The Confederate flag has never been about something noble. It was and is used as a symbol of anti-black sentiment; not in all cases, as discussed elsewhere, but at “White Lives Matter” rallies like this, held outside a civil rights organization that had nothing whatsoever to do with the deaths of police officers? There is no question. The protesters operate under a simple premise: black people are out of control. Under this premise, inextricable from white denial, unarmed, nonviolent black people aren’t killed by police way out of proportion to their low population, aren’t drastically more likely than whites to be stopped and searched for no reason, aren’t more likely to be physically abused by police than whites exhibiting the same behaviors, and many other well-documented injustices. Without the understanding that such things lead to race riots and anti-police hatred and violence, the problem is simply that blacks are hateful and violent for no reason — no matter how far below 1% the number of African Americans who actually commit such acts is. To these whites, the problem is black people, their “nature,” their “criminal tendencies.”

Such a view is racism by definition. Whether conservative whites simply don’t know about the mountain of research concerning anti-black discrimination and mistreatment or know of such things and ignore them, the result is the same: racist views about how our black brothers and sisters think and behave.  

Third, perhaps these poor, misinformed souls should pay closer attention to the news — or better yet, actually follow Black Lives Matter or the NAACP on social media. Then perhaps they’d see headlines like “NAACP President Condemns Violence After Michael Brown’s Death” and “NAACP Condemns Senseless Killing of NYPD Police Officers” and “NAACP Condemns Looting and Violence in Baltimore After Freddie Gray Funeral” and “Black Lives Matter Activists, Civil Rights Leaders Condemn Dallas Ambush” and “After Shooting Targeting Police, NAACP Denounces Violence From All Sides” and “Black Lives Matter Leader Condemns Violence at St. Paul Protest.”

Enter “NAACP condemns” or “NAACP denounces” into Google and you could spend days reading the NAACP’s rejection of violence and hate crimes against whites, police, and private or public property. Is this what the protestor meant by “failure in speaking out”? You can find similar condemnations from Black Lives Matter leaders, who believe in peaceful protest as the means for positive change.

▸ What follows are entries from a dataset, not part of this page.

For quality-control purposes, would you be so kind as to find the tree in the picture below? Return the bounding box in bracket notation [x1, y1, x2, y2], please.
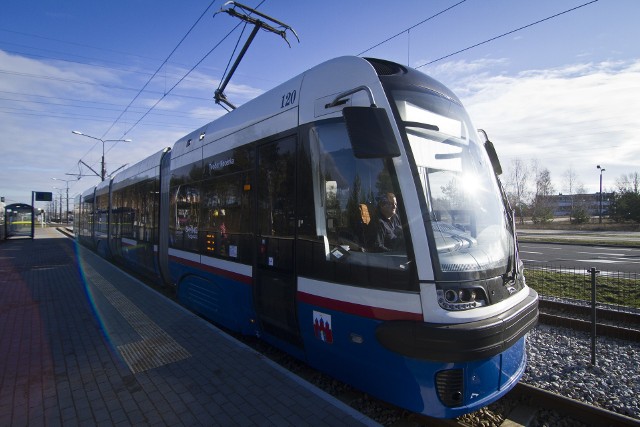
[563, 166, 589, 224]
[505, 158, 531, 224]
[531, 163, 555, 224]
[609, 172, 640, 222]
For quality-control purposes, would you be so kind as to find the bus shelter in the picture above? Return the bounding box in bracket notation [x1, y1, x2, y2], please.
[4, 203, 34, 239]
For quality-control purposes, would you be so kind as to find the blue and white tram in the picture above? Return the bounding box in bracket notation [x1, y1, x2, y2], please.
[75, 57, 538, 418]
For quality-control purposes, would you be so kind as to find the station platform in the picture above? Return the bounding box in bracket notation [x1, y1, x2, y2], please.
[0, 228, 377, 426]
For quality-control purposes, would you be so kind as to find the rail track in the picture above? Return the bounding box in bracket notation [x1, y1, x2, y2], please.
[58, 228, 640, 427]
[539, 299, 640, 342]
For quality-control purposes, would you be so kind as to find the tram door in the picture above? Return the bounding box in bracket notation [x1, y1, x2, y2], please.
[254, 136, 301, 345]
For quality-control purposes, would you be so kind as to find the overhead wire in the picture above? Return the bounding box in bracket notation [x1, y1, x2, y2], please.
[102, 0, 216, 138]
[357, 0, 467, 56]
[415, 0, 598, 69]
[122, 0, 266, 137]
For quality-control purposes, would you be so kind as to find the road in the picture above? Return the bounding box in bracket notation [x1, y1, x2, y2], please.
[519, 242, 640, 274]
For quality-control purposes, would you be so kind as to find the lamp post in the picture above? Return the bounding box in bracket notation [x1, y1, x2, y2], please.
[597, 165, 605, 224]
[71, 130, 131, 181]
[51, 178, 76, 225]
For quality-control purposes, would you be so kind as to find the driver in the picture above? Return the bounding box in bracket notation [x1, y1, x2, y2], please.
[373, 193, 404, 252]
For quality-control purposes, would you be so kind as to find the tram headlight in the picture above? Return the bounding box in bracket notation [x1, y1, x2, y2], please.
[437, 285, 487, 311]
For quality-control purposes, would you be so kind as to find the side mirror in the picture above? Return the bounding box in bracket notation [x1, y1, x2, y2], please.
[478, 129, 502, 175]
[342, 107, 400, 159]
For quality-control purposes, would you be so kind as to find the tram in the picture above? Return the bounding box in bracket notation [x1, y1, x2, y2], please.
[74, 57, 538, 418]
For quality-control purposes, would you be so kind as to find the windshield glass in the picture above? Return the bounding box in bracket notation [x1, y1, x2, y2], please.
[393, 90, 513, 274]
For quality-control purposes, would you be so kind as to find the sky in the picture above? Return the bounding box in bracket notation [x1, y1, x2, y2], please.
[0, 0, 640, 212]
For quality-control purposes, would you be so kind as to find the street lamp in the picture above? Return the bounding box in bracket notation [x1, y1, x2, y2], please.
[597, 165, 605, 224]
[71, 130, 131, 181]
[51, 178, 77, 225]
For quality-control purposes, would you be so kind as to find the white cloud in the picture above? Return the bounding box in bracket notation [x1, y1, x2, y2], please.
[448, 61, 640, 191]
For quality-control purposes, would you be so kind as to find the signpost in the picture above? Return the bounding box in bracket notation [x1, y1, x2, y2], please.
[31, 191, 53, 239]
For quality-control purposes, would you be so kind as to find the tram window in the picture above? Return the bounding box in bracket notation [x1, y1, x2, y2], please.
[202, 173, 251, 262]
[199, 147, 255, 264]
[297, 122, 413, 289]
[169, 183, 200, 252]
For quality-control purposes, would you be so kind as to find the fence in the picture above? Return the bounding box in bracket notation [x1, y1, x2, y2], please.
[525, 265, 640, 365]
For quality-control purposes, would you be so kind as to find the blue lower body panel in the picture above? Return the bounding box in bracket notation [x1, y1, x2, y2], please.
[299, 303, 526, 418]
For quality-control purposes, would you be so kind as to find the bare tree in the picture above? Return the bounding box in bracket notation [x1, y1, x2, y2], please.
[616, 172, 640, 194]
[531, 162, 555, 223]
[562, 166, 584, 221]
[505, 158, 531, 224]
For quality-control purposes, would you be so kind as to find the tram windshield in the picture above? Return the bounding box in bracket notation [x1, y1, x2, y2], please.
[393, 90, 514, 274]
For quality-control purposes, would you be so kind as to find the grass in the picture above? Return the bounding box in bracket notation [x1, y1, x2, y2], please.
[524, 268, 640, 308]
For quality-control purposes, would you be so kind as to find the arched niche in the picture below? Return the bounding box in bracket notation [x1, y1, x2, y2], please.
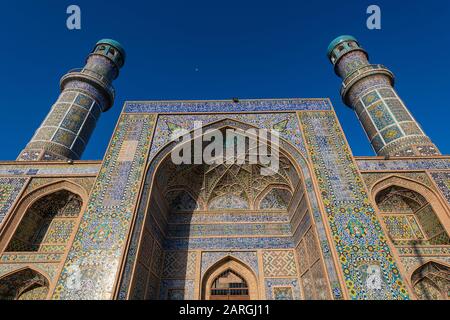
[201, 257, 260, 300]
[0, 181, 87, 253]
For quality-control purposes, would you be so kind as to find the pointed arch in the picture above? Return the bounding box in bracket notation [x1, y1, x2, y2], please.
[255, 184, 293, 210]
[114, 118, 339, 299]
[411, 260, 450, 300]
[201, 256, 260, 300]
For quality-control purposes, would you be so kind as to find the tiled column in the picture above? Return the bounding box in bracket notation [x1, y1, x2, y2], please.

There is so much more that could be said about this protest. How marching around with guns and the Confederate flag in the black neighborhood where the NAACP building rests is not going to ease American race relations. How the protestor wore a “Donald Trump ’16” hat and a shirt “with white supremacist symbols” (Washington Post). How he whined about how “We’re being told it’s bad to be white” and insisted Black Lives Matter should be labeled a “hate group or domestic terrorist group” — when there is zero evidence the organization itself called for any sort of violence, and its platform, if one bothered to actually read it, talks of ending mistreatment, violence, and discrimination against blacks, not, for Christ’s sake, mistreating, hurting, or discriminating against white people. In short, they want safety and equality.

After this protest, the term “white delusions” simply cannot do present conditions justice — a more appropriate term is surely “white lunacy.”